We re-built the website in CodeIgniter, my framework of choice at the time, and introduced more traditional e-commerce functionality such as a product catalogue, shopping cart, and checkout funnel. I'll never forget the first product we listed on the website - Melissa Shoes. The shoes were catalogued using a combination of supplier stock photography and in-office shot sample stack, deep etched on various background colours in arbitrary positions. We hadn't quite mastered how to shoot products, nor did we have a studio or use any professional models at the time. In the photo below, you can see Carla Kotzé (photographer) shooting a pair of jeans worn by Mikael (Operations Manager and model).
The company had outgrown the little Pepper Street office so we moved operations to the very top floor at the Old Biscuit Mill.
We built a makeshift studio in the middle of the office between the developers (myself and Neil Garb) and the kitchen. The model in this photo is Wale Oyerinde who was one of our Fashion Buyers at the time.
Berco Express (now Aramex South Africa) did both the warehousing of our consignment stock and client deliveries. We'd capture orders in our system, send through a nightly spreadsheet to Berco Express, and someone on their end would manage the picking, packing, and shipping process. We were plagued with logistical issues and frequently struggled with short stock, shipping of incorrect orders, late deliveries, and missed deliveries. In December 2012, during peak e-commerce season, we reached our breaking point. The entire company was tasked to handle support tickets and phone calls from a mob of angry clients. Claude and Luke immediately started the process of looking for an alternative logistics partner.
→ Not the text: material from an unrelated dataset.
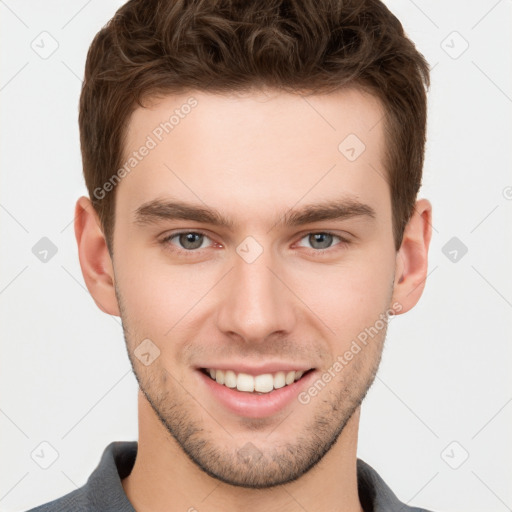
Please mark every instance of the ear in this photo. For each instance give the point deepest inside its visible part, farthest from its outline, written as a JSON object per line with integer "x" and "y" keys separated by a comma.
{"x": 412, "y": 258}
{"x": 95, "y": 261}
The guys flew up to Johannesburg in early 2013 and met with a company called WantItAll. The company, run by brothers Justin Drennan and Ryan Drennan and their close friend Terence Murphy, ran their own warehouse operation through which they imported and resold Amazon.com products locally. They were (and are) a tech savvy group of guys, so tech was very prominent in the warehouse. The pickers and packers walked around with iPods strapped to their wrists, used to receive picking and packing instructions and scan shelves, pallets, and boxes. The box type and size was determined by a system which calculated the volumetric weight of the items in an order. They plugged into multiple courier APIs and used signals such as order time, delivery options, cost, distance, and volumetric weight to determine which courier each order would ship with.
In April 2013, we sold an equity stake in the company to WantItAll, who would take over all our logistics operations. We packed up all our stock from the Berco Express warehouse and trucked it to the new distribution centre in Johannesburg. I flew up with Vanessa Costopoulos (Supply Chain Manager) and together we unpacked, barcoded, and shelved the company's entire inventory. The process took a few days, and we wound up missing our flight and extending our stay to finish booking in all the stock. The 2 of us had to borrow clothes from Justin for our final day of the trip.
In July 2013, we started to question the relevance of our brand name, and whether it accurately depicted what we had built and where we were going. CityMob and Citymob were brands synonymous with group buying. This association with deals and bargain hunters was something we couldn't shake off. The executive team (mostly Luke) started working on a rebrand, the outcome of which was the birth of Superbalist.com.